While the trend of overdone “Instagram brows” may be long over, full, healthy brows are here to say. But if you were guilty of recreating Gwen Stefani’s super thin brows in the early ’00s and your brows haven’t quite recovered, no worries. Brow enhancement options are everywhere. There are brow extensions (think eyelash extensions but for your brows), lace-front eyebrow wigs (the jury’s still out on these) mircoblading, and, of course, tons of modern brow products—from gels to pencils and everything in between—that can give your eyebrows an added boost. But one longer-lasting, incredibly natural eyebrow technique is eyebrow feathering.

Is eyebrow feathering the same as microblading?

Good question. It is a specific type of microblading. If you aren’t familiar, microblading is pretty much what it sounds like. A technician uses a tool made of tiny blades and a semi-permanent dye to make fine strokes that mimic hairs and fill in your brows. These aren’t your mama’s eyebrow tattoos; when done properly, they look completely undetectable. Just be sure to keep in mind that everyone’s skin takes pigment differently, so the results can last anywhere from one to three years depending on your type.

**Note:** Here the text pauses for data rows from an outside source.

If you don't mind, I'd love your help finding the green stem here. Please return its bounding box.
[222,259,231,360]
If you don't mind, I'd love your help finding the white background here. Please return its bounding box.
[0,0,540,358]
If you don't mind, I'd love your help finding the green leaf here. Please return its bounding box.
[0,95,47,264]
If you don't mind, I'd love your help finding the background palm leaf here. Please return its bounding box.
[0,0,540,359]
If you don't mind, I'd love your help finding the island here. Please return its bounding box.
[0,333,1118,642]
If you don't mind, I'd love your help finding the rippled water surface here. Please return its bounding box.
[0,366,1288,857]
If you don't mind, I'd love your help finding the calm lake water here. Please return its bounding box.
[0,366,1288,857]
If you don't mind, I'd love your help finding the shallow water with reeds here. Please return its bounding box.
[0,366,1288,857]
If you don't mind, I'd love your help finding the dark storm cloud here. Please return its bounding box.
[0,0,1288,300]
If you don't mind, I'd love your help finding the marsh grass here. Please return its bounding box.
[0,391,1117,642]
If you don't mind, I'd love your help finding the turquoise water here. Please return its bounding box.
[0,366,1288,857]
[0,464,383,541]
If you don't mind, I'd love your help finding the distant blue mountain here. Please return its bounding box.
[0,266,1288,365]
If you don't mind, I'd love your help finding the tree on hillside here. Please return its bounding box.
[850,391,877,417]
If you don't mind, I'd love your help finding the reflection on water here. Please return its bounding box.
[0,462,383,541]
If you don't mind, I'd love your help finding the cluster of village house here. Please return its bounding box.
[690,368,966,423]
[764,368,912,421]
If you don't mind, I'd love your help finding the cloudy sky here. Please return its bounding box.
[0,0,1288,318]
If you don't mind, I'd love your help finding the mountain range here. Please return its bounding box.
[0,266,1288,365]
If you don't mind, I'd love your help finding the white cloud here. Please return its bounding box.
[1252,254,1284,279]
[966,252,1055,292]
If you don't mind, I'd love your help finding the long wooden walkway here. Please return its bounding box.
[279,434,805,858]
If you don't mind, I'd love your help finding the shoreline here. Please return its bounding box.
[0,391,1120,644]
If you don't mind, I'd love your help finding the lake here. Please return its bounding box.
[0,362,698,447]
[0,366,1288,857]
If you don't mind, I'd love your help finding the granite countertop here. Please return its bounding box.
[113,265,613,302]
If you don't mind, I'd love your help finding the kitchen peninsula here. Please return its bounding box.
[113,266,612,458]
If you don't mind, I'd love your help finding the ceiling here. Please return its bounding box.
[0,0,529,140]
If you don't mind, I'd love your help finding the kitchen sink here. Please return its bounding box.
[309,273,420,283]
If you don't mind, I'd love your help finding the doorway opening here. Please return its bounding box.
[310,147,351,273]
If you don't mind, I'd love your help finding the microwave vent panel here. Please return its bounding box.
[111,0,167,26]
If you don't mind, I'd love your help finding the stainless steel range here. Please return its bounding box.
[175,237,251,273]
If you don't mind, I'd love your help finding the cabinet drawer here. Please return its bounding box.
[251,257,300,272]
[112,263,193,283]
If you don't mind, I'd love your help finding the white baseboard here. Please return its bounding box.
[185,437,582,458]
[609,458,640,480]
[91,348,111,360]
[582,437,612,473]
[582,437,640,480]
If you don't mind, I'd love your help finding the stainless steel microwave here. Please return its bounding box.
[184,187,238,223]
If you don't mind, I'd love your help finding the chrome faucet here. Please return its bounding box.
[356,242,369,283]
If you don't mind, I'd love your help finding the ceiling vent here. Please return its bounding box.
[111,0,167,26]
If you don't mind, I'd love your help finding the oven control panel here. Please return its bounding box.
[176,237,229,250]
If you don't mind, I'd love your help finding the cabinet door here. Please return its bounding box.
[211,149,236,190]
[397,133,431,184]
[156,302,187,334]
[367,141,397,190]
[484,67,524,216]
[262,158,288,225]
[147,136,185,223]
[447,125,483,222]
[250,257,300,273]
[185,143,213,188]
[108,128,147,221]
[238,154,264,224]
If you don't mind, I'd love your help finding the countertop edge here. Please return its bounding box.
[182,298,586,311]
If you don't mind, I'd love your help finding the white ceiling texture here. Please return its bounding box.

Not every microblading story is a success, though. Some technicians rely on stencils or proportions that don’t flatter every face shape. L.A.-based brow technician Kristie Streicher isn’t that kind of tech. Her method, dubbed “microfeathering” involves a different approach to brows, and it’s a technique that has been quite popular among celebs from Mandy Moore to Gwenyth Paltrow for it’s ultra-natural results.


What is eyebrow feathering?

To put it simply, eyebrow feathering is a lighter and more customized variation on microblading. The feather-light strokes lend themselves to the technique’s name. It makes microblading look like Instagram brows in comparison, but that’s only because microblading is best suited for brows that are thin or over plucked, while microfeathering works with existing brow’s natural shape, only subtly enhancing it through the drawing on of super fine hair strokes. Eyebrow feathering essentially fills in any gaps or areas of need for a fluffy, natural finish that’s understated instead of overdone.

How is eyebrow feathering done?

Streicher preps clients for her microfeathering application after a six-month grow-out phase. Clients are advised to visit every six-to-eight weeks for tinting and shaping until the growth phase is complete. Then, the fun begins. Kristie explained “microfeathering” to Refinery29 saying,

"I use the natural brow, after the grown-in period, as a guideline to understand how the client's hair naturally comes in. It turns out that people actually don't need as much help as they think they do. I just add little, tiny hair strokes, just a few, and it really makes such a difference."


The good news is, there is no formal downtime needed after an eyebrow-feathering treatment. Your eyebrows will look a shade or two darker for the first few days, then lighten within the first week.

How much does eyebrow feathering cost?

If you want beautiful, natural results that will last, it will cost you. Though prices vary depending on where you get it done, Streicher’s signature microblading treatment costs a casual $2,500 and is broken up into two appointments, six to eight weeks apart. Ah, the price of beauty.